A pair of strangers wake up in an unrecognizable room sewn together by the abdomen, an extreme starting point that exploits a modest film without sordidness
Two strangers, a man and a woman, wake up in a room without remembering anything. They don’t know how they got to the strange place. On the bed, they are glued to each other. They are literally sewn together across the stomach, as if they were forcibly Siamese twins. They cannot be separated without bleeding out. Thus begins ‘Two’, a modest film that may recall ‘Gerald’s Game’, the adaptation of Stephen King’s story that portrays a married couple in low hours who are going to spend a few days in a house lost in a forest with the intention to breathe energy into your relationship. The shot backfires when, imbued in a sexual game with the intention of recharging the batteries, the man is struck down by a heart attack while she is tied to the bed without being able to let go. A struggle for survival begins that resembles what the premiere at hand poses, more interested in suspense, to the detriment of terror. The relationship that is built between the main couple, both kidnapped, each with their secrets, is the backbone of a film with gore moments that conscientiously exploits a minimalist set. It is not ‘Buried’ or ‘Locke’, it needs to take a breath as the plot progresses and leave the four walls to offer an outcome that surrenders to a delirium more typical of the genre. Pablo Derqui (‘María y los otros’) and Marina Gatell (‘Pa Negre’) show a vital chemistry under the command of Mar Targarona, director, actress and executive producer of Rodar y Rodar who has chosen to transfer to moving images a less ambitious project than her previous proposal as director, ‘The Mauthausen Photographer’.
‘Dos’, whose title runs through the plot for obvious reasons -and others to be revealed-, does not abuse the close-ups, despite its approach. Without artifice, the staging works, avoiding possible rhythm problems. The play between the main roles is the most suggestive of the whole, with a latent sexual tension. The film lasts approximately 70 minutes, which is appreciated in these times. There is no time for boredom to erupt, although precisely the footage, the idea and the aesthetics inevitably relate the result to a chapter in a horror anthology such as ‘The Twilight Zone’ or ‘Tales from the crypt’. Perhaps he can be reproached for a greater perversion in the facts, as they occur, but the tone of the dialogues, with a touch of humor, already marks a friendly line, despite contemplating two people inexplicably united by the abdomen. The distressing situation plays out, with some remarkable sequences, such as the one that arises in the bathroom when both need to relieve their bladders.

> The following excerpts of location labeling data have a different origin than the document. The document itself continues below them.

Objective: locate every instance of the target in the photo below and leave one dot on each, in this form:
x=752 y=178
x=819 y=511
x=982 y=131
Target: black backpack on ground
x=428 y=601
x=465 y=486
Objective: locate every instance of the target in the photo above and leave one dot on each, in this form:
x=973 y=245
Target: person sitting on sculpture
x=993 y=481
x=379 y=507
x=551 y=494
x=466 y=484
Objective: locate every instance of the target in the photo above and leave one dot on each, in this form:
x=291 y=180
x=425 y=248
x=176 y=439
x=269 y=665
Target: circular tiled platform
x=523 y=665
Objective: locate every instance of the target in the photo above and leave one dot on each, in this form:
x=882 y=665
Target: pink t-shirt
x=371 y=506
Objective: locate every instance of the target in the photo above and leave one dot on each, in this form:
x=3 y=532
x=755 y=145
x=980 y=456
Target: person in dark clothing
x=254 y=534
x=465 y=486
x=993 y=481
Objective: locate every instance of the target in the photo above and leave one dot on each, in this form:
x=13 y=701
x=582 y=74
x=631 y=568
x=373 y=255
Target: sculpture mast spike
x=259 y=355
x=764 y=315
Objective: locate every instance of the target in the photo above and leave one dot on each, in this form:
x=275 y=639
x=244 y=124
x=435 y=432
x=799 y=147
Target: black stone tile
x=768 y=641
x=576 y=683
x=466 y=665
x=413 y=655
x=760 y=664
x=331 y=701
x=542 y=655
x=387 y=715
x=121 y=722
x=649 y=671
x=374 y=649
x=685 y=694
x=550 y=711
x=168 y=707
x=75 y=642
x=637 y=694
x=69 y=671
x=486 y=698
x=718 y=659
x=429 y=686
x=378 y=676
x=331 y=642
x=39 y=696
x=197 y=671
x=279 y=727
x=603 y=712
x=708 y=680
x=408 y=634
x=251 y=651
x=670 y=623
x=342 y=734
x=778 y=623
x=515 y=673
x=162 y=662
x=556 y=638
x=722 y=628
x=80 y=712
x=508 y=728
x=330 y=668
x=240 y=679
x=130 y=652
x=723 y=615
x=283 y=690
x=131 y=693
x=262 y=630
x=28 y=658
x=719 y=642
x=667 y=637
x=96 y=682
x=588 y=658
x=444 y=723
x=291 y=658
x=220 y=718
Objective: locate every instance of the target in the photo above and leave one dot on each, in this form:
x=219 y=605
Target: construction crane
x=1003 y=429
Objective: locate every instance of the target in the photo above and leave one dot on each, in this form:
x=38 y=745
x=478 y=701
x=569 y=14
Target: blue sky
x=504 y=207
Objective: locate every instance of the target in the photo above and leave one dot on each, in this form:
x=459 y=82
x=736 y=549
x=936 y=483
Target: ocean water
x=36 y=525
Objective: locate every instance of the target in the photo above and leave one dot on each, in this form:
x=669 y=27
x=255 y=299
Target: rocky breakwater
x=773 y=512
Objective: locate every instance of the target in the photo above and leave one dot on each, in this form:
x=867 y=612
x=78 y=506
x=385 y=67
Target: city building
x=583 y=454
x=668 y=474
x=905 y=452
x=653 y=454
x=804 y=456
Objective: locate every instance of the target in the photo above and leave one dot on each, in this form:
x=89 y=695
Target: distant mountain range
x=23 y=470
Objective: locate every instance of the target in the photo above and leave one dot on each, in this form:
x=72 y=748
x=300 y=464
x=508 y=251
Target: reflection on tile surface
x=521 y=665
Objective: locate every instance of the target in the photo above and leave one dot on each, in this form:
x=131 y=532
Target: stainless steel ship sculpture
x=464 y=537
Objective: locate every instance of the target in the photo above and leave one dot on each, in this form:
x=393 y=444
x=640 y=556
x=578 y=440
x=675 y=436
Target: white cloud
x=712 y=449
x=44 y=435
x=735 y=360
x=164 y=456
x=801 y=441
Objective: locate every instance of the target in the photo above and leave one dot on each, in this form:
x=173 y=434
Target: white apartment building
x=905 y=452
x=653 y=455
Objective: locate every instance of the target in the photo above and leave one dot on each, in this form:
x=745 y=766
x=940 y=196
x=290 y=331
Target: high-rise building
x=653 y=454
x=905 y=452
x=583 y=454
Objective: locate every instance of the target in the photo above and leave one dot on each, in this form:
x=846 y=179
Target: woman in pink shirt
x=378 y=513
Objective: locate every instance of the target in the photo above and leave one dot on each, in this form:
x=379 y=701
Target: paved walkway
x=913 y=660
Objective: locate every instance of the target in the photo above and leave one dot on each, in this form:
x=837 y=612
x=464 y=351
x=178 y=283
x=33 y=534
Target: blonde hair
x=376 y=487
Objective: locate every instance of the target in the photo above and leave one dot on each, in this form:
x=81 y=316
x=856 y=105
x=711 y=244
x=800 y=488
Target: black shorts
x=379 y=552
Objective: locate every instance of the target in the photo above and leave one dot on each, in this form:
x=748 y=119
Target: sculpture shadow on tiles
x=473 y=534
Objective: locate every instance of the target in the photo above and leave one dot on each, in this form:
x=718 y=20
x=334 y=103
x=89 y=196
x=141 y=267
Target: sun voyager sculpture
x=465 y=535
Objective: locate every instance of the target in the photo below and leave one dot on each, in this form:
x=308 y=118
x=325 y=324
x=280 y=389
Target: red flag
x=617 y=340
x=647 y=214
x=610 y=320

There will be those who think of an escape room, fashionable entertainment, at the beginning of the film. ‘Two’ is structured in a similar way. The protagonists discover clues around the room that allow them to shed light on their condition. There are objects multiplied by two, even a couple of reproductions of the same Goya painting looking at them from the wall. As in a bad dream, the twists and turns lead to a crazy nightmare. It is not easy to keep the type with such a crazy premise, but Targarona comes out gracefully avoiding the squalor. Bet on exploiting the minimum resources in pursuit of the esteemed interpretive duet.